A strong weather front brought torrential downpours to northern Taiwan yesterday, with accumulated rainfall reaching 130mm in parts of Taipei within three hours in the afternoon.
Taipei’s Wenshan (文山), Daan (大安) and Zhongshan (中山) districts were worst hit by the heavy rain.
A total of 82 areas were flooded in the city, but no major injuries were reported, according to Taipei City’s Emergency Operations Center.
Taipei City’s Department of Transportation temporarily blocked some lanes on Zhongshan N Road, Muzha Road, Longjiang Street and Xinhai Tunnel because of flooding.
In the wake of Tuesday’s torrential rain, which caused serious flooding in Taipei and sparked public discontent with the Taipei City Government’s response, the city’s emergency operations mechanism was activated shortly after 2pm to monitor the situation in all 12 districts.
Taipei Mayor Hau Lung-bin (郝龍斌) presided over an emergency operations meeting at 5:30pm yesterday and then visited the Wanfang pumping station to inspect operations, amid concerns about the situation in the area after an error at the station caused serious flooding in Wenshan District.
“All departments have learned a lesson from the torrential rain on Tuesday and activated the emergency operations mechanism ahead of time.
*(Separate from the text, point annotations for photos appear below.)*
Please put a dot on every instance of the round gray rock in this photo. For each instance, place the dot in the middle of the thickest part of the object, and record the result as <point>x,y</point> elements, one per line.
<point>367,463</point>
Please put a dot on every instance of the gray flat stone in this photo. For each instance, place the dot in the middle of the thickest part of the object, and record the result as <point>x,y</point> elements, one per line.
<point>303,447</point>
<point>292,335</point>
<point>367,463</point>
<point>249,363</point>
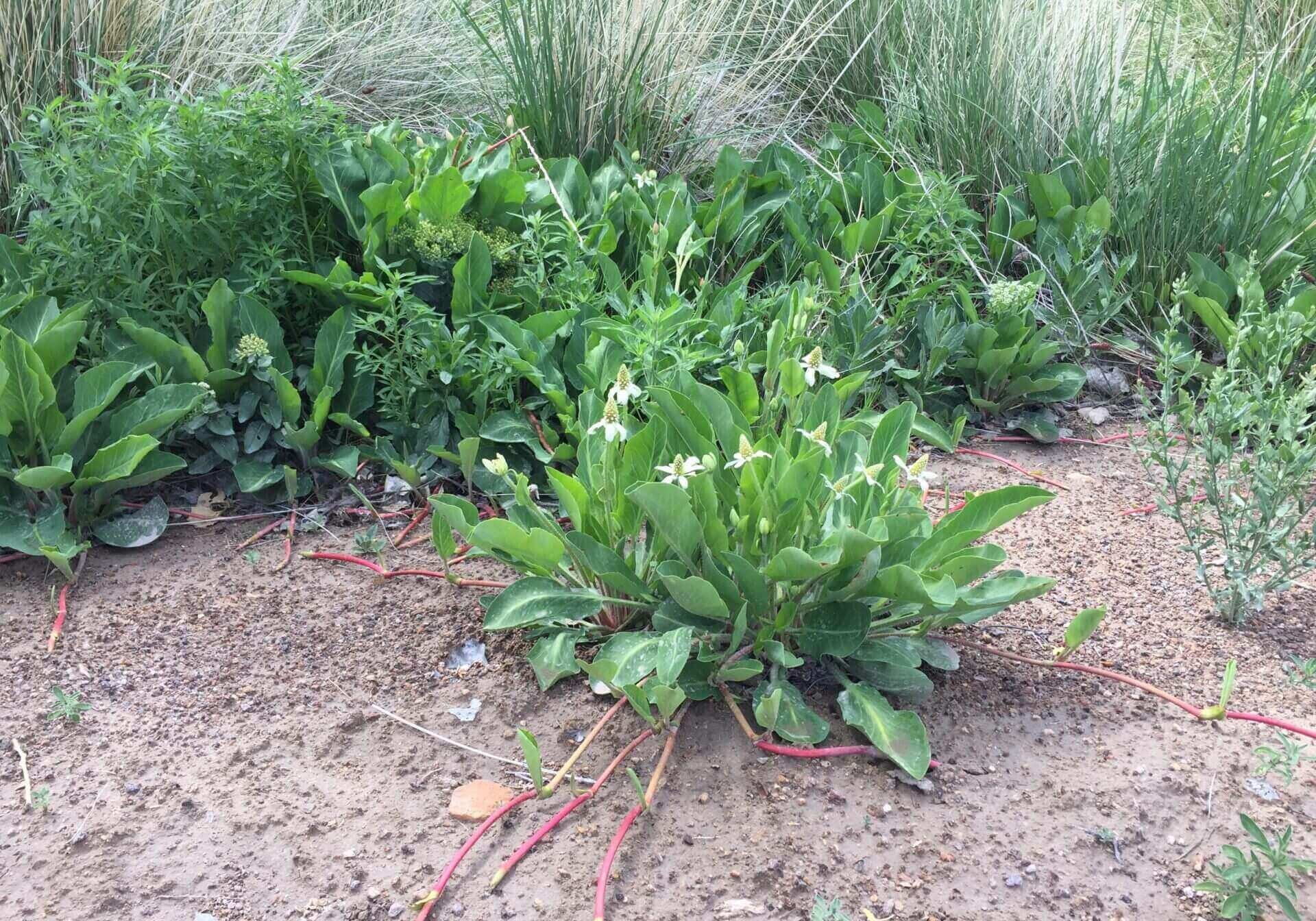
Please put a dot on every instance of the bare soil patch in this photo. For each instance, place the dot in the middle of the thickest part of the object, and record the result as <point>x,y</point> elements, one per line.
<point>232,762</point>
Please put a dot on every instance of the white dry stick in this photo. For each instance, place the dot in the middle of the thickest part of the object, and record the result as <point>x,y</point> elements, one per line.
<point>23,766</point>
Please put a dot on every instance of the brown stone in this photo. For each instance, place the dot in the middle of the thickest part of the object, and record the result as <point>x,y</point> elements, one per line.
<point>477,800</point>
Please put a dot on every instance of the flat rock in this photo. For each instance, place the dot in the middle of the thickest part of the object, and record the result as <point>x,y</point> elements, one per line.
<point>477,800</point>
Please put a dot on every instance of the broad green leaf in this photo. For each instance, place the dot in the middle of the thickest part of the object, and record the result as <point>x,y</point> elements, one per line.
<point>535,548</point>
<point>635,654</point>
<point>835,629</point>
<point>541,603</point>
<point>115,462</point>
<point>792,565</point>
<point>899,735</point>
<point>795,719</point>
<point>901,680</point>
<point>441,197</point>
<point>28,393</point>
<point>979,516</point>
<point>136,528</point>
<point>698,596</point>
<point>668,507</point>
<point>57,474</point>
<point>553,657</point>
<point>217,308</point>
<point>768,708</point>
<point>94,390</point>
<point>1081,628</point>
<point>673,653</point>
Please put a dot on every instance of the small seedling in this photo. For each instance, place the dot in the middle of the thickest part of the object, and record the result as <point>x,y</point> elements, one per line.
<point>1248,883</point>
<point>1300,672</point>
<point>67,706</point>
<point>1283,761</point>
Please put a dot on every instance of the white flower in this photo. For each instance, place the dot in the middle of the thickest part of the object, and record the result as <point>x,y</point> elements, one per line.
<point>916,471</point>
<point>744,454</point>
<point>611,423</point>
<point>818,437</point>
<point>814,366</point>
<point>870,471</point>
<point>681,470</point>
<point>624,389</point>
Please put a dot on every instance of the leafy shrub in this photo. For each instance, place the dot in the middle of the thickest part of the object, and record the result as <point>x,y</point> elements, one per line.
<point>140,200</point>
<point>1239,483</point>
<point>70,443</point>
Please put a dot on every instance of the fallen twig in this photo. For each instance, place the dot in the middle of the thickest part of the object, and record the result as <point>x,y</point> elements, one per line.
<point>23,768</point>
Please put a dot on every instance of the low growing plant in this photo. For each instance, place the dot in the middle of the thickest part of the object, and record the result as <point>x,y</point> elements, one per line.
<point>1234,466</point>
<point>727,537</point>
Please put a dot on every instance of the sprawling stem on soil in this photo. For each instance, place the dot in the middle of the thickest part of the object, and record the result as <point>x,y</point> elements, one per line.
<point>1010,463</point>
<point>568,809</point>
<point>529,795</point>
<point>261,533</point>
<point>600,892</point>
<point>1201,712</point>
<point>790,750</point>
<point>389,574</point>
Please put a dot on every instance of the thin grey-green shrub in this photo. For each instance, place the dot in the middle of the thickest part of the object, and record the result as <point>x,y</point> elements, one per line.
<point>1248,883</point>
<point>1234,465</point>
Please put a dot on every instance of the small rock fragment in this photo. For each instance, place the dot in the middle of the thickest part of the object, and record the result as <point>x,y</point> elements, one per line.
<point>477,800</point>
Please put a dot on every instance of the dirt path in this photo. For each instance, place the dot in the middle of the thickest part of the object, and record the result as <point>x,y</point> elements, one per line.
<point>232,766</point>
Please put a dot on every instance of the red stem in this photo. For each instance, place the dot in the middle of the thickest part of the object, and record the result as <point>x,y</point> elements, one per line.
<point>287,540</point>
<point>261,533</point>
<point>420,516</point>
<point>600,892</point>
<point>1010,463</point>
<point>836,752</point>
<point>568,809</point>
<point>60,619</point>
<point>181,512</point>
<point>1201,712</point>
<point>470,842</point>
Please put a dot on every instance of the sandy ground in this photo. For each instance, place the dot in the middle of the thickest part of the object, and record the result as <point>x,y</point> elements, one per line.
<point>232,763</point>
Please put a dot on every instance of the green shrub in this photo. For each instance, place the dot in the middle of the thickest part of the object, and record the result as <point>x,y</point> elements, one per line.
<point>1240,480</point>
<point>140,200</point>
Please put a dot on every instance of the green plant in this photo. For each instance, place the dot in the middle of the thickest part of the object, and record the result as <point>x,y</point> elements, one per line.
<point>1250,882</point>
<point>733,533</point>
<point>1007,363</point>
<point>70,443</point>
<point>1234,470</point>
<point>67,706</point>
<point>252,419</point>
<point>1302,672</point>
<point>1282,761</point>
<point>138,200</point>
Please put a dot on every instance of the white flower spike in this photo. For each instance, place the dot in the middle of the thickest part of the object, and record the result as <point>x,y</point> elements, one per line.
<point>624,389</point>
<point>681,470</point>
<point>744,454</point>
<point>814,367</point>
<point>818,437</point>
<point>870,471</point>
<point>916,471</point>
<point>609,423</point>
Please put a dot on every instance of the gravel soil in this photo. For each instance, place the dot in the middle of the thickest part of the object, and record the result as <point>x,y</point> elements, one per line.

I think this is a good approach,” he said.
Torrential rain earlier in the week caused serious flooding in many parts of Taipei. The city government came under fire for its late announcement of work and class cancelations, and several officials stepped down following the operational error at Wanfang pumping station.
During the inspection visit to the station yesterday, a man shouted at Hau, demanding that the mayor “take responsibility and step down” for the flooding in the district, but Hau did not respond.
Hau instructed Department of Public Works and district offices to ensure all pumping stations were functioning properly and to monitor flooding in each district.
The Central Weather Bureau (CWB) said milder weather was expected after today as the front leaves Taiwan, but added that the approach of Typhoon Guchol could bring another wave of rainfall to southern areas from Tuesday.
As of yesterday afternoon, Guchol was centered 1,290km southeast of the nation’s southernmost point, moving at 23kph in a north-northwesterly direction with maximum sustained winds of 154kph, with gusts reaching 190kph.
Guchol is unlikely to hit Taiwan directly, but could bring levels of precipitation similar to those experienced around Taiwan over the past week, the bureau said.
“The typhoon will be closest to Taiwan on Monday, and its circumference is likely to bring rain to eastern Taiwan,” bureau forecaster Lin Chi-hui (林智暉) said, adding that central and southern Taiwan should be prepared for the possibility of torrential rain or extremely torrential rain.
Premier Sean Chen (陳冲) visited the bureau yesterday -afternoon and received a briefing on the latest weather report.
Saying that heavy rainfall over the past week had already caused considerable damage throughout the nation, Chen said that while government agencies would take precautionary measures, the public also needed to take every precaution.